Sickels Releases Top 20 Nats Prospect List
Late this morning, John Sickels released the last of his Top 20 lists, which was the Washington Nationals. As I’ve done the past couple of years, here’s a look at how it breaks down by letter grade:
A- | Lucas Giolito |
B | A.J. Cole, Brian Goodwin |
B- | Matt Skole, Drew Ward, Michael Taylor, Steve Souza, Felipe Rivero, Tony Renda |
C+ | Drew Vettleson, Jake Johansen, Eury Perez, Zach Walters, Aaron Barrett, Rafael Bautista, Sammy Solis |
C | Blake Treinen, Jefry Rodriguez, Randy Encarnacion, Osvaldo Abreu |
I realize some of you may be making a face like this when trying to decipher this, so let me try to do a better job than I did last year in explaining this…
The primary focus here is on letter grades, not numerical rank, which you can get by going top to bottom, then left in each row. Lucas Giolito is #1, A.J. Cole is #2, Brian Goodwin is #3… Randy Encarnacion is #19, Osvaldo Abreu is #20.
The secondary focus is on improvement by letter grade, which you can see by the color red. Because Sickels only ranks Grade C or better, that means becoming a C+ or better guy after being previously identified as a Grade C.
Top 20 guys (for the Nationals) from 2013 are in bold while guys that played their way onto the list are in italics. Because it would be specious, I chose to neither bold nor italicize Vettleson and Rivero, though I did indicate whether or not they improved.
Now that that’s out of the way, time for a few quick thoughts…
…The sea of red shows what most of us already know: there were several guys that truly improved in 2013.
…With only eight repeats, there were also quite a few guys that took a step back — most notably, RHP Christian Garcia and LHPs Sammy Solis and Matt Purke.
…After falling to seven players graded at B- or better (and none A or A-), the system has rebounded to nine, though that does include one acquired by trade and one drafted.
Rather than summarize Sickels any further, I highly recommend folks click through and read his thoughts on the system, which begins after the list of players outside of the Top 20.
A lot to ponder here, need more time to gather thoughts, but first glance the most pleasant surprise is his rating of Drew Ward.
Great photo.
Tony Renda also a pleasant surprise, IMO.
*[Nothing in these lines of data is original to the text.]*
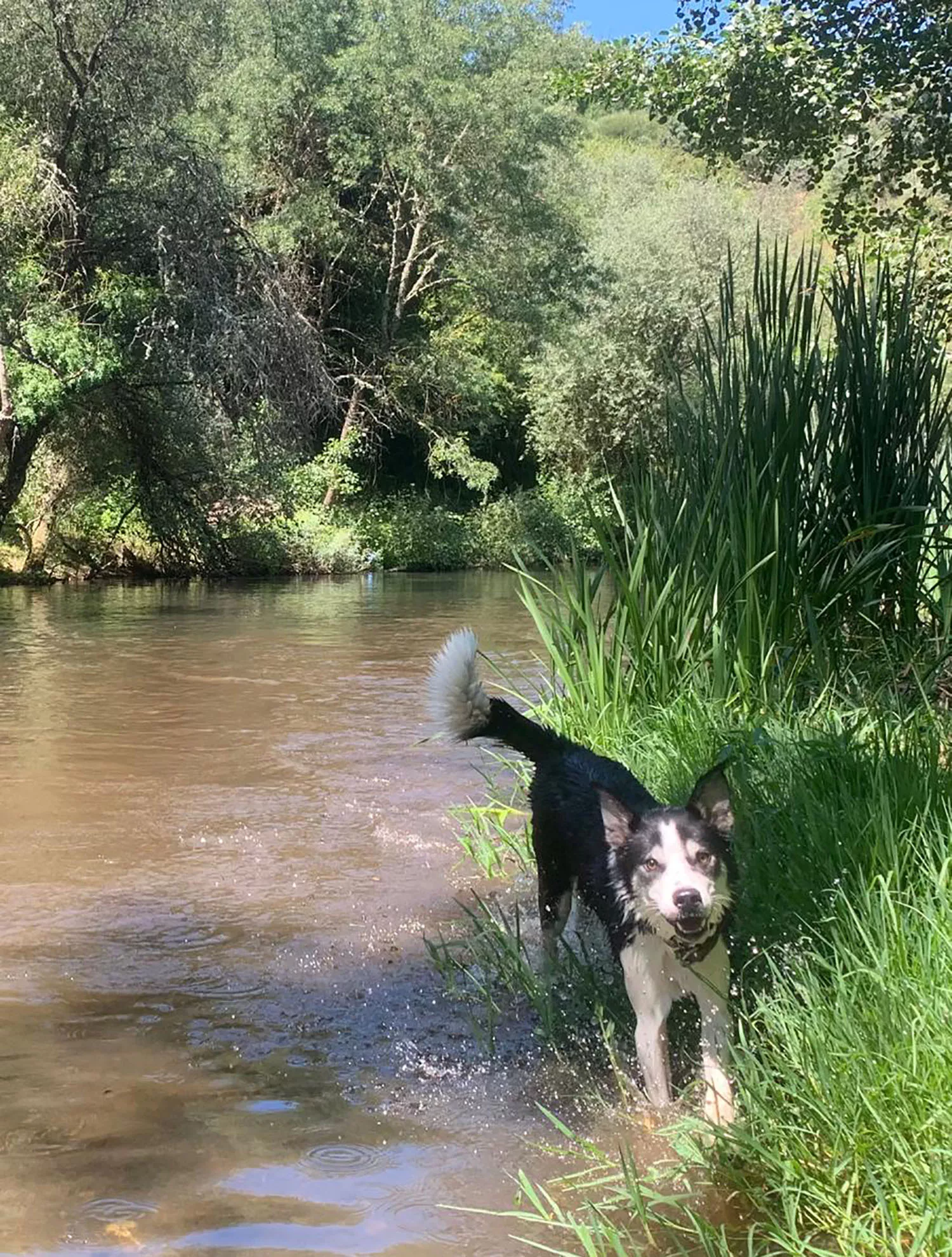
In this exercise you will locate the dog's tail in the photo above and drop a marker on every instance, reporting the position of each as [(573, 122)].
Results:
[(465, 710)]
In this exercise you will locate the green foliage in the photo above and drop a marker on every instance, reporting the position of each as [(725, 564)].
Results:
[(848, 88), (659, 234), (520, 526), (333, 468), (842, 962), (797, 532), (454, 456)]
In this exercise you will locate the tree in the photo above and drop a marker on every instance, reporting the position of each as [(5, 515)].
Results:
[(143, 333), (857, 92), (404, 169)]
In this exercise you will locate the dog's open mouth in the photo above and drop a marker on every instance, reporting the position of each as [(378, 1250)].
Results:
[(690, 927)]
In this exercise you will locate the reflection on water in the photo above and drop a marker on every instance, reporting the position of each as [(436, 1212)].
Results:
[(220, 841)]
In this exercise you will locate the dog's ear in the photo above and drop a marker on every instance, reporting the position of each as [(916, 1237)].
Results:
[(616, 817), (711, 800)]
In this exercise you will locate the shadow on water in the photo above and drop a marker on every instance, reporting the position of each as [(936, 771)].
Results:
[(221, 840)]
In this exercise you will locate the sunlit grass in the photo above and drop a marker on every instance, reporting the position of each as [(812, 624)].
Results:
[(776, 595)]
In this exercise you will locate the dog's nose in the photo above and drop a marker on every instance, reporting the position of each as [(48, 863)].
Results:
[(687, 900)]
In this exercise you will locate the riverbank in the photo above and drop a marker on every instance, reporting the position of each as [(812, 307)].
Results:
[(842, 958), (401, 532)]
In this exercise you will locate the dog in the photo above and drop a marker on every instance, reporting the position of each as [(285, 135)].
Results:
[(659, 879)]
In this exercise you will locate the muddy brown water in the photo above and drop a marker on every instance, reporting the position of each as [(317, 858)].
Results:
[(221, 842)]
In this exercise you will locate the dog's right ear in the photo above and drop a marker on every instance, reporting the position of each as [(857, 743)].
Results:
[(616, 817)]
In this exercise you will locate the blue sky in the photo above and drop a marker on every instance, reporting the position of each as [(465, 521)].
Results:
[(611, 19)]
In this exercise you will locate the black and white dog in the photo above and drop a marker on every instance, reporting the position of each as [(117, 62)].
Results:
[(658, 878)]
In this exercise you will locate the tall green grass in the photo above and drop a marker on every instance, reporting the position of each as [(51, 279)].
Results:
[(777, 591), (799, 521)]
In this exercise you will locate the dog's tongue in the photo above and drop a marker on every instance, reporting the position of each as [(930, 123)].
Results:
[(691, 927)]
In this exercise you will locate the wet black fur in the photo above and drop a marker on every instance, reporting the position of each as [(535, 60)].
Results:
[(568, 831)]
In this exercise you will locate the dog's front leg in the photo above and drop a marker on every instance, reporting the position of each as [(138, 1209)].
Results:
[(651, 1001), (711, 995)]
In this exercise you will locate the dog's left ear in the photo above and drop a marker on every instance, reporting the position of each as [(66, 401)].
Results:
[(711, 800), (616, 817)]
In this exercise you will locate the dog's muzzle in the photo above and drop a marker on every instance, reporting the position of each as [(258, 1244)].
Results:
[(692, 914)]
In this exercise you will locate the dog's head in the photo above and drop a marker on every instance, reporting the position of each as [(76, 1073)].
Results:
[(671, 865)]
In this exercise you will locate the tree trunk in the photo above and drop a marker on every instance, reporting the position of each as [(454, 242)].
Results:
[(17, 446), (350, 420)]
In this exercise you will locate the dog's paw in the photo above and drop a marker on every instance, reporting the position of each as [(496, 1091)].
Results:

Potentially on the low side, as as far as I’m concerned, is Treinen (although I would have graded him C before spring training – but given his spring, and now 3 IP in the majors without a run, at least C+ is justified); Cole (I’d go for B+).
Sickels indicated in the comments that Cole may well end up as a B+ when Sickels finalizes the grades for his annual prospects book, due out fairly shortly.
One can never draft enough LHP starters
Renda is a real grinder. Flashes good leather @ 2b
A long year ahead for some injured guys
To re apply themselves
Zach Walters had another home run for the big boys last night. Good job by the Nats; he was pretty raw when they got him.
No Severino, let’s hope he wows us this year at the Pfitz.
The criticism with his ranking “system” of course, is that he doesn’t distinguish between the best prospect in the minors and the 25th such ranked prospect, thanks to them all getting an “A.” I’ve read stories about how, instead of reacting to such criticism he’s simply blocked questioners on twitter.
Not sure how that’s possible, given that he’s ranked as many as the top 150 prospects in a mixed list and that he gives out very few “A” grades (eight last year).
while the top 3-5 may be elite prospects I doubt there is much difference in the next 20-25 players and anybody who thinks they can tell you the difference is blowing smoke.